= Mary Catherine Ferguson =

Irish writer, biographer, and archaeologist

Mary Catherine Guinness Ferguson (1823–1905) was an author and biographer in Dublin, Ireland.

==Life==
She was born at Stillorgan, co. Dublin, on 13 September 1823, to Robert Rundell Guinness (1789-1857) and his first wife Mary Anne Seymour (died 1837). She was educated partly at home and partly at Woodside, Cheshire.
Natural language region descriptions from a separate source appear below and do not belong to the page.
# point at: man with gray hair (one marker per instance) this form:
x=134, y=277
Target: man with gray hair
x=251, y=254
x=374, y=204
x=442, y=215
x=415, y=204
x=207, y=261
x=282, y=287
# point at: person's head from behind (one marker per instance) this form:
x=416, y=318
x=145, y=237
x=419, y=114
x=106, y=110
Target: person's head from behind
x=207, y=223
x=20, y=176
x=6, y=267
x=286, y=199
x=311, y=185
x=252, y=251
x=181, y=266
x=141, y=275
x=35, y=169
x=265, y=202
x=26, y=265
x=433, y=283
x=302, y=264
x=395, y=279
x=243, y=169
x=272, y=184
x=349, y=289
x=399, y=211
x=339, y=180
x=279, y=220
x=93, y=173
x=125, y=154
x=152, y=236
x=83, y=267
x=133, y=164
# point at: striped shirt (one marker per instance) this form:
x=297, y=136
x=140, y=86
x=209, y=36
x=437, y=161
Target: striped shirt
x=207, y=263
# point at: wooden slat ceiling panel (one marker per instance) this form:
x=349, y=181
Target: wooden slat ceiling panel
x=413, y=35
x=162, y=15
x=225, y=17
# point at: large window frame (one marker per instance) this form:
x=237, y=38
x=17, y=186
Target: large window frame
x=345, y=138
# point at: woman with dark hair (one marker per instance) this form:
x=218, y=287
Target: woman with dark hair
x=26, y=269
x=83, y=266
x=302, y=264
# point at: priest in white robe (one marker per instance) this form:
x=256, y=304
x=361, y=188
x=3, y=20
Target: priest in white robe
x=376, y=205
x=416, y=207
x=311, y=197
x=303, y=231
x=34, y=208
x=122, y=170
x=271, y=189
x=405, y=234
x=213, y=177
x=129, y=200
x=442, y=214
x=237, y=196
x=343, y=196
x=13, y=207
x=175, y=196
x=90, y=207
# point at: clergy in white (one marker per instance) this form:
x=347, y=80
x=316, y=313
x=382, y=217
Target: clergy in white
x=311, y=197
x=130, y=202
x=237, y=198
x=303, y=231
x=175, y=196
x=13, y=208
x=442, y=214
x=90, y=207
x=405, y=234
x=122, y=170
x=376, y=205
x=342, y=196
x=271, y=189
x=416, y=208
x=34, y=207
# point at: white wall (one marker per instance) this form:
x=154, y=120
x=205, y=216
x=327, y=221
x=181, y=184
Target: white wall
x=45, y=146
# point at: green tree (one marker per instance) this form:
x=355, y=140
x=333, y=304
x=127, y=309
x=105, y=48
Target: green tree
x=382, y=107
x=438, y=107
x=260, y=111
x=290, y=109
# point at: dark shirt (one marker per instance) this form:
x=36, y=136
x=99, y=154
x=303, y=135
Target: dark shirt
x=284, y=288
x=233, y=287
Keenly interested from an early age in Irish art and archæology.

On 16 August 1848, she married the lawyer and antiquarian Samuel Ferguson, becoming Lady Ferguson when he was knighted in 1878.
Their circle of acquaintances included George Petrie and William Reeves.

She died in Dublin on 5 March 1905, and was buried in her husband's grave at Donegore, co. Antrim. They had no children, but raised the children of her brother-in-law John Ferguson after their mother's death . Irish scholars, writers and artists often met at Ferguson's home.

==Works==
Her own interest in Irish art and archaeology produced:
- The story of the Irish before the conquest. From the mythical period to the invasion under Strongbow (1868)
- Lays of the Red Branch (1897).

Her biographical works include:

- a biography of her husband in two volumes,
- Life of William Reeves, D.D., Lord Bishop of Down, Connor and Dromore, 1893, and she edited his papers after his death.

She is listed in the Dictionary of Irish Biography.